Реплика Вовки около портрета была мягкой и трогательной; в ней плеснули воспоминания школьных лет и не было ничего официального, связанного с выгодой. Но несколько дней спустя он пригласил меня к себе на квартиру, где по-прежнему жил со свой женой (он менял любовниц, а с женой не расходился). Разговор зашел о газете, и Вовка с апломбом стал говорить, что бранит мальчишек, а великим художникам воздает должное. Мне было бы легче, если бы он оставался циником. Прежний Вовка со мной сбрасывал маску и говорил о том, что он писал и делал, с улыбкой Мефистофеля…

Как-то в богато отделанном кабинете редактора он сказал мне: я сегодня подписал совершенно черносотенную передовую. На другой день я развернул официоз и убедился, что все так и есть. С этим человеком я водиться мог. Мы как бы жили в одном плутовском романе, только он избрал себе роль плута, а я — роль дурака.

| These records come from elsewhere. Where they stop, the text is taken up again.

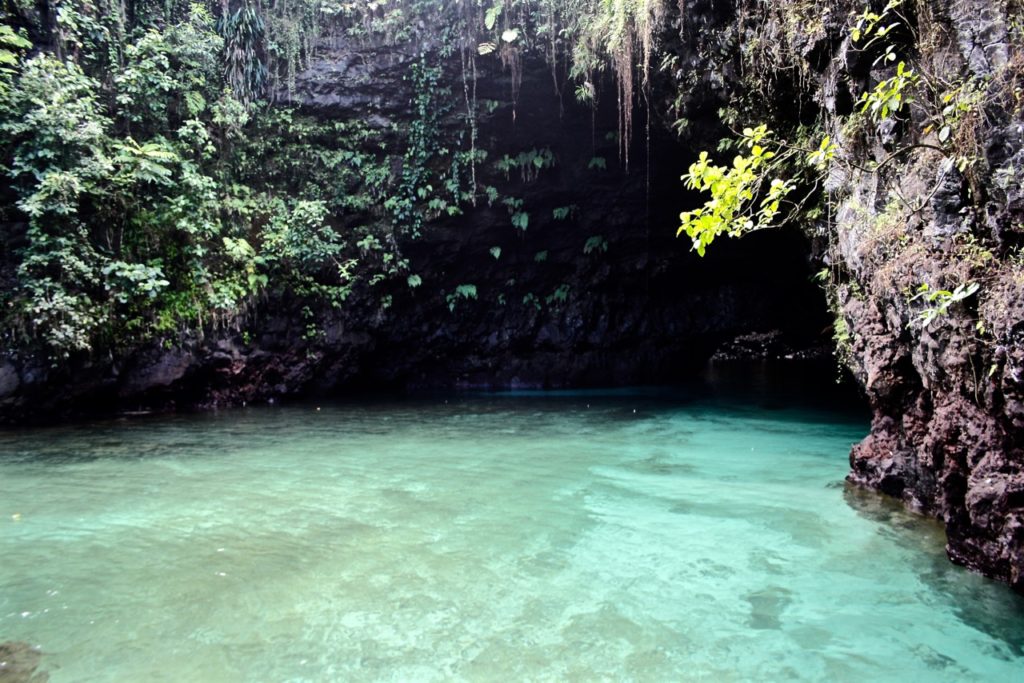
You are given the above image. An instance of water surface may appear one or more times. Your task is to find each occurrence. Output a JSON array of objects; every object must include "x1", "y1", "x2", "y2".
[{"x1": 2, "y1": 381, "x2": 1023, "y2": 681}]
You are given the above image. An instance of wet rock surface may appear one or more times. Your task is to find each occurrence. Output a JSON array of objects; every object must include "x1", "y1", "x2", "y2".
[
  {"x1": 803, "y1": 1, "x2": 1022, "y2": 590},
  {"x1": 846, "y1": 292, "x2": 1024, "y2": 591}
]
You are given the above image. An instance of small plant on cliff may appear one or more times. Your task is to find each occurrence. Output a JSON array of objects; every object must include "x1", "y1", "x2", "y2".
[
  {"x1": 552, "y1": 205, "x2": 576, "y2": 221},
  {"x1": 446, "y1": 283, "x2": 478, "y2": 312},
  {"x1": 494, "y1": 147, "x2": 555, "y2": 181},
  {"x1": 546, "y1": 283, "x2": 570, "y2": 305},
  {"x1": 511, "y1": 211, "x2": 530, "y2": 231},
  {"x1": 912, "y1": 282, "x2": 980, "y2": 328},
  {"x1": 583, "y1": 235, "x2": 608, "y2": 254},
  {"x1": 859, "y1": 61, "x2": 920, "y2": 123}
]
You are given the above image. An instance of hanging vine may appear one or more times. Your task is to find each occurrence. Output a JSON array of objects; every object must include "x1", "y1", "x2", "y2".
[{"x1": 217, "y1": 1, "x2": 268, "y2": 107}]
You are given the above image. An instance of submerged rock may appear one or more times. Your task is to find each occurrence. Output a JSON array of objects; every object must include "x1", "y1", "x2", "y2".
[
  {"x1": 710, "y1": 330, "x2": 830, "y2": 362},
  {"x1": 0, "y1": 642, "x2": 48, "y2": 683}
]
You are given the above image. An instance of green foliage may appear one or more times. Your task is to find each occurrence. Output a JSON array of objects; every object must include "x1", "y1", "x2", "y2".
[
  {"x1": 807, "y1": 136, "x2": 837, "y2": 170},
  {"x1": 583, "y1": 235, "x2": 607, "y2": 254},
  {"x1": 0, "y1": 0, "x2": 691, "y2": 354},
  {"x1": 859, "y1": 61, "x2": 919, "y2": 122},
  {"x1": 0, "y1": 23, "x2": 30, "y2": 88},
  {"x1": 678, "y1": 126, "x2": 794, "y2": 256},
  {"x1": 385, "y1": 55, "x2": 463, "y2": 237},
  {"x1": 103, "y1": 261, "x2": 171, "y2": 303},
  {"x1": 912, "y1": 282, "x2": 980, "y2": 328},
  {"x1": 139, "y1": 9, "x2": 221, "y2": 118},
  {"x1": 446, "y1": 283, "x2": 478, "y2": 311},
  {"x1": 850, "y1": 0, "x2": 905, "y2": 46},
  {"x1": 935, "y1": 80, "x2": 984, "y2": 144},
  {"x1": 574, "y1": 82, "x2": 594, "y2": 103},
  {"x1": 546, "y1": 283, "x2": 569, "y2": 304},
  {"x1": 218, "y1": 2, "x2": 268, "y2": 106},
  {"x1": 494, "y1": 147, "x2": 555, "y2": 181},
  {"x1": 0, "y1": 1, "x2": 440, "y2": 355},
  {"x1": 484, "y1": 5, "x2": 502, "y2": 31},
  {"x1": 552, "y1": 205, "x2": 576, "y2": 220},
  {"x1": 832, "y1": 315, "x2": 852, "y2": 366},
  {"x1": 0, "y1": 0, "x2": 710, "y2": 358},
  {"x1": 1, "y1": 55, "x2": 115, "y2": 351},
  {"x1": 511, "y1": 211, "x2": 530, "y2": 231},
  {"x1": 500, "y1": 196, "x2": 530, "y2": 231}
]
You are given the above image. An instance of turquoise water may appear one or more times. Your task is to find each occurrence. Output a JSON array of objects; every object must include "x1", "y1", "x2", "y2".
[{"x1": 1, "y1": 385, "x2": 1023, "y2": 681}]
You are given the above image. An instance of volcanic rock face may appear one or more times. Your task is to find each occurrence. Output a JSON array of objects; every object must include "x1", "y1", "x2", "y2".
[
  {"x1": 655, "y1": 0, "x2": 1023, "y2": 589},
  {"x1": 837, "y1": 9, "x2": 1024, "y2": 591},
  {"x1": 844, "y1": 271, "x2": 1024, "y2": 590}
]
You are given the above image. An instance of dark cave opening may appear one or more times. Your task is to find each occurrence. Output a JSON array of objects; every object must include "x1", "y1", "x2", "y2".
[{"x1": 340, "y1": 58, "x2": 837, "y2": 392}]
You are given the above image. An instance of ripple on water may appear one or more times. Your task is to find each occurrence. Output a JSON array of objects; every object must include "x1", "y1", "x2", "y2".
[{"x1": 1, "y1": 391, "x2": 1023, "y2": 682}]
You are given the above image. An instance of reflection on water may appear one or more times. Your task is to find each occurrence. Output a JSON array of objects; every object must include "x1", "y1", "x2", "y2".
[
  {"x1": 843, "y1": 486, "x2": 1024, "y2": 660},
  {"x1": 1, "y1": 376, "x2": 1023, "y2": 681}
]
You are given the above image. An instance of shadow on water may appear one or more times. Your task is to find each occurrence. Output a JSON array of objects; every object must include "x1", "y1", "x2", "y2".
[
  {"x1": 0, "y1": 412, "x2": 259, "y2": 466},
  {"x1": 745, "y1": 586, "x2": 794, "y2": 630},
  {"x1": 455, "y1": 358, "x2": 869, "y2": 425},
  {"x1": 844, "y1": 484, "x2": 1024, "y2": 658},
  {"x1": 700, "y1": 358, "x2": 869, "y2": 416},
  {"x1": 0, "y1": 357, "x2": 869, "y2": 468}
]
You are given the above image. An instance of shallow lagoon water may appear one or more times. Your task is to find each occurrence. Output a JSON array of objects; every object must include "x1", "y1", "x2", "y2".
[{"x1": 2, "y1": 381, "x2": 1023, "y2": 681}]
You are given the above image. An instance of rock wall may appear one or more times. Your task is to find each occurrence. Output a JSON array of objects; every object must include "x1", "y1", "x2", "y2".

Но друг с другом мы говорили на одном языке и называли кошку кошкой, а мерзость мерзостью…

На следствии, где перемывались мои косточки со школьных лет, я тщательно обходил фамилию Вовки и наши общие проделки принимал на себя: не хотел мешать его карьере. Пусть играет в свою игру. Но игра плохо кончилась. Маска приросла к лицу. Недаром я избегал встречи… И теперь очень сдержанно, но сухо я возразил, что Баху или Рембрандту все равно, что о них пишут в Москве, а живых он калечит. Люся почувствовала недоброе и спросила, может быть, в самом деле газета ведется нехорошо? Вовка, с обычной своей уверенностью, отмахивался. Я промолчал, попрощался и ушел. Говорить было не о чем, он изменил неписанному правилу нашей юности: не лгать самому себе. На этом наша дружба кончилась. Несколько лет я не сомневался, что поступил совершенно правильно. И вдруг увидел все с другой стороны.

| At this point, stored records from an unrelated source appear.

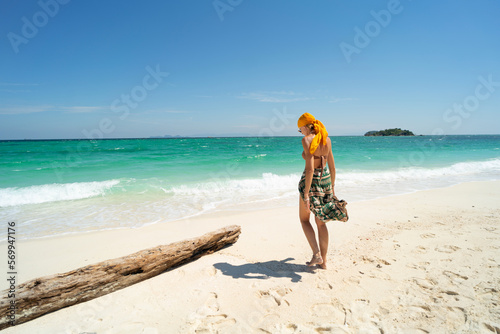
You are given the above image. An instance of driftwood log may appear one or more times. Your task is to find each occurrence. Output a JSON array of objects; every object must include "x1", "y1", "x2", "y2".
[{"x1": 0, "y1": 224, "x2": 241, "y2": 329}]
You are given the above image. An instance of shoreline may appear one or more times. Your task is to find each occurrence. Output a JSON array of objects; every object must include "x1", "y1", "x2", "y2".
[
  {"x1": 1, "y1": 180, "x2": 499, "y2": 332},
  {"x1": 1, "y1": 180, "x2": 498, "y2": 279},
  {"x1": 2, "y1": 176, "x2": 499, "y2": 242}
]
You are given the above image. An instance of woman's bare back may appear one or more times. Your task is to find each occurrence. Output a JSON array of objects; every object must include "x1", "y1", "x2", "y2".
[{"x1": 302, "y1": 136, "x2": 331, "y2": 169}]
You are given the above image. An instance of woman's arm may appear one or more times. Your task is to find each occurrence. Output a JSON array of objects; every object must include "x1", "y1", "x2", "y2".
[
  {"x1": 302, "y1": 137, "x2": 315, "y2": 201},
  {"x1": 326, "y1": 138, "x2": 336, "y2": 196}
]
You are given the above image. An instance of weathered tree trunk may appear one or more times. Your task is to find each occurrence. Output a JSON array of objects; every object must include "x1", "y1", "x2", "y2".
[{"x1": 0, "y1": 224, "x2": 241, "y2": 329}]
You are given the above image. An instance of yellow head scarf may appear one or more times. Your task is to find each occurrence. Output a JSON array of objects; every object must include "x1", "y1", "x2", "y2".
[{"x1": 297, "y1": 113, "x2": 328, "y2": 154}]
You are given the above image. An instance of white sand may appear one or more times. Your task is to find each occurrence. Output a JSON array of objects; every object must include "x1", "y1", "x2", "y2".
[{"x1": 1, "y1": 181, "x2": 500, "y2": 333}]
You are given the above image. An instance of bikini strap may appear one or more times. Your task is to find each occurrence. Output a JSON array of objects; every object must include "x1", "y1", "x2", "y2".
[{"x1": 319, "y1": 155, "x2": 326, "y2": 179}]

Я должен был попытаться. Я должен был попробовать, подумать, как сбить его с позиции, к которой он привык, вернуть его по крайней мере к гамбургскому счету, к улыбке авгура. Может быть, сходить с ним несколько раз на премьеру, в мастерские левых художников и скульпторов. Скорее всего, я ничего бы не добился. Новые привычки окажутся сильнее моего красноречия. Вовке слишком хотелось выигрывать, всегда выигрывать, и совершенно естественно, что он стал функционером игры, духовно слился с правилами игры на выигрыш. Но совершенной безнадежности не было.

Лет 20 спустя знакомая поэтесса рассказывала мне, как в доме творчества, за общим столиком, Вовка, листая газету, заметил: «Давно я не читал таких статей…», а потом добавил: «И не писал…» На меня пахнуло прежним человеком, рассказывающим, какие похабные стишки сочиняют Михалков с Сурковым, отдыхая от славословий, как матюкается по телефону Вышинский (подражая сталинскому мату) и как этот деятель международного права швырнул статью, которой был недоволен, и заставил профессора, ползая, подобрать листочки…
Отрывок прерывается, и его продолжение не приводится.